It's OK To Fail At The Gym

Photo: Victor Freitas, Pexels

Three years ago, I injured my lower back while weightlifting (and again, two times after). It was a motivational buzzkill, to say the least. I’ve struggled with having to lower weights and sometimes, have avoided the gym altogether, feeling as though I’d let myself down.

But the occasional failure isn’t a bad thing. In fact, it can become a good thing, by re-framing your own thoughts around it, K. Aleisha Fetters, a personal and online trainer, said over the phone. This week, we discussed how to quit the gym. But what if you’re feeling a little unmotivated after not seeing any progress and still want to give it one more go?

Think of failure as information

The next time you fail a rep, or you’re just too tired to hit the gym, consider it a learning lesson. “If you’re really pushing yourself in the gym, you’re always going to fail at some point,” Fetters said. “Just because you can’t do something, or you have to take a step back, it’s not failure, it’s information and using that to grow. Everything we do isn’t necessarily about judging or grading what you’re doing.”

And some lifters purposefully train to failure. They design a rep scheme that ends in total body exhaustion.

When you’re hard on yourself for not getting to the gym or missing that last rep, accept it, move on, and do better next time. If you’re feeling too tired to get through your usual 30 minutes of cardio, set a minimum of 10 minutes.

“When the option isn’t either go to the gym or sit on the couch, knowing there’s an in-between is helpful,” she added.

And maybe you just need the rest. Failure isn’t acknowledging when your body screams “I need a break from the gym,” but make sure you’re not using it as an excuse (if you’re tired, go! if you’re sick, reconsider).

Be patient

If you’re wondering why you aren’t seeing results immediately, and question whether it’s all worth it, remind yourself to remain calm. You’re probably progressing and just don’t know it.

“Unfortunately, it’s going to take time,” Fetters said. “It’s going to take much more time than anyone wants. But it’s important to understand the changes that are going on the cellular level. its important to realise there’s a lot going on on a very small scale, like your muscle fibres.”

And if your form improves or you’re better able to control weights, consider it a win. “Those are signs of progress too and it’s important not just to look straight at the numbers, but [...] the quality of the exercise.”

If you’re on a strict weightlifting or any other program, don’t jump to another program in the hopes that one will work better than another. “If you keep trying new things, your body is never going to progress at any one thing,” she added.

It’s OK to change your goals

Photo: Victor Freitas, Pexels

It’s too easy to fall into the trap of comparing yourself to your past performance. I, for one, could lift more at 23 than I can at 28 and have (begrudgingly) learned to accept that my body and lower back can’t withstand the same intensity at times.

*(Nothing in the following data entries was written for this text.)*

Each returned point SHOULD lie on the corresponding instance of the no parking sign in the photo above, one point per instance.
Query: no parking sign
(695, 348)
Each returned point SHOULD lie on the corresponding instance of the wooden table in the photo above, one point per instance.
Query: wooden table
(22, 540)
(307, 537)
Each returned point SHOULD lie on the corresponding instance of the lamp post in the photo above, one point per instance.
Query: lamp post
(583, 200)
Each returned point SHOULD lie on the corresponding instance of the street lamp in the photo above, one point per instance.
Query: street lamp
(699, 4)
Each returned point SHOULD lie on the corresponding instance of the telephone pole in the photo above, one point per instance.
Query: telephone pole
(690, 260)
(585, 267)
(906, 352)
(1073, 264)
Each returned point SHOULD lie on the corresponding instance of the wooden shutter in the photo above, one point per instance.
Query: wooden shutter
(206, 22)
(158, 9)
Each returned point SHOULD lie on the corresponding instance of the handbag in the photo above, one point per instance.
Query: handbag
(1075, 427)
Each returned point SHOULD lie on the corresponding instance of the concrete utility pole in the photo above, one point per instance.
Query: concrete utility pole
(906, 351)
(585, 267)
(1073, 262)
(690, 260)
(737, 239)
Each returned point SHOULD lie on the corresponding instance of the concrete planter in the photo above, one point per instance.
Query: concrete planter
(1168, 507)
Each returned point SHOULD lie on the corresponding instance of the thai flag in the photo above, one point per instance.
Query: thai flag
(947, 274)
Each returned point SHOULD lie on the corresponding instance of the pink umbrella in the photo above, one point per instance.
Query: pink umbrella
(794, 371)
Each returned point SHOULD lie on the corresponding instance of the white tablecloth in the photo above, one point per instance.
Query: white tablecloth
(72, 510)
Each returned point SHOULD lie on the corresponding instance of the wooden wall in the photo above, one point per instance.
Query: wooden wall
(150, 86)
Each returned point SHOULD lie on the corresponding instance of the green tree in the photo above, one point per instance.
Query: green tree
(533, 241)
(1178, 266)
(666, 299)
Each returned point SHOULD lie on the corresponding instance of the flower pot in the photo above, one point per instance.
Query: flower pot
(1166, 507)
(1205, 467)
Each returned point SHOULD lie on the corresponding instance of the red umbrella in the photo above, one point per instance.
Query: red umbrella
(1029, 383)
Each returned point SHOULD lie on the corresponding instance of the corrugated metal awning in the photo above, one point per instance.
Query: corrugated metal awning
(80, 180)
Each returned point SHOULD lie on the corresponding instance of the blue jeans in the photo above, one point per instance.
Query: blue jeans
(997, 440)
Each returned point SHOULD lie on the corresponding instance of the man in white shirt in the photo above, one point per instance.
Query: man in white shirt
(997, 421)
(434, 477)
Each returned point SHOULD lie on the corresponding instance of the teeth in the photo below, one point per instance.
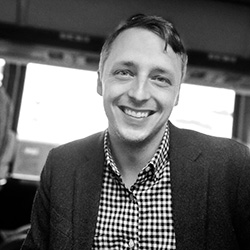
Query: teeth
(136, 114)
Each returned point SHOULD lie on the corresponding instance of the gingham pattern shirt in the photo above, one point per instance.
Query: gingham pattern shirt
(140, 217)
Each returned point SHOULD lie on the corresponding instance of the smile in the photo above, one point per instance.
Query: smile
(135, 114)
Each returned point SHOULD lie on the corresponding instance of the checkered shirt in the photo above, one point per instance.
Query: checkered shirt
(140, 217)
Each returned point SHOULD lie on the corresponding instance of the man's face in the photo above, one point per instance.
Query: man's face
(140, 84)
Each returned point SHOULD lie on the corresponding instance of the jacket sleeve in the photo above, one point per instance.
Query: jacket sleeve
(242, 223)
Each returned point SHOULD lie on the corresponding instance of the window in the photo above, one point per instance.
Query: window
(205, 109)
(59, 105)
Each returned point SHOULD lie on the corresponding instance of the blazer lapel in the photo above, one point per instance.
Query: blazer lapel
(88, 190)
(189, 177)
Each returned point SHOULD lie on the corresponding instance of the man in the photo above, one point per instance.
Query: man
(143, 183)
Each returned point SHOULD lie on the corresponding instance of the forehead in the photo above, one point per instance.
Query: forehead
(142, 46)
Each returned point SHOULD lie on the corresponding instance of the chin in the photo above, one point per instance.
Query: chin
(132, 136)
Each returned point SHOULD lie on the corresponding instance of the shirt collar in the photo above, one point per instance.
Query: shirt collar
(155, 165)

“When people are trying to get back in the gym, that first workout, they’re comparing everything they’re doing that day to what they were doing 10 years ago,” Fetters said. “Think about what you were doing yesterday, instead.”

And if the goal isn’t satisfying you any longer, or feels unattainable, change it. Find something that actually motivates you, whether it’s weight loss or twenty-inch biceps. Just be patient and take each day at a time.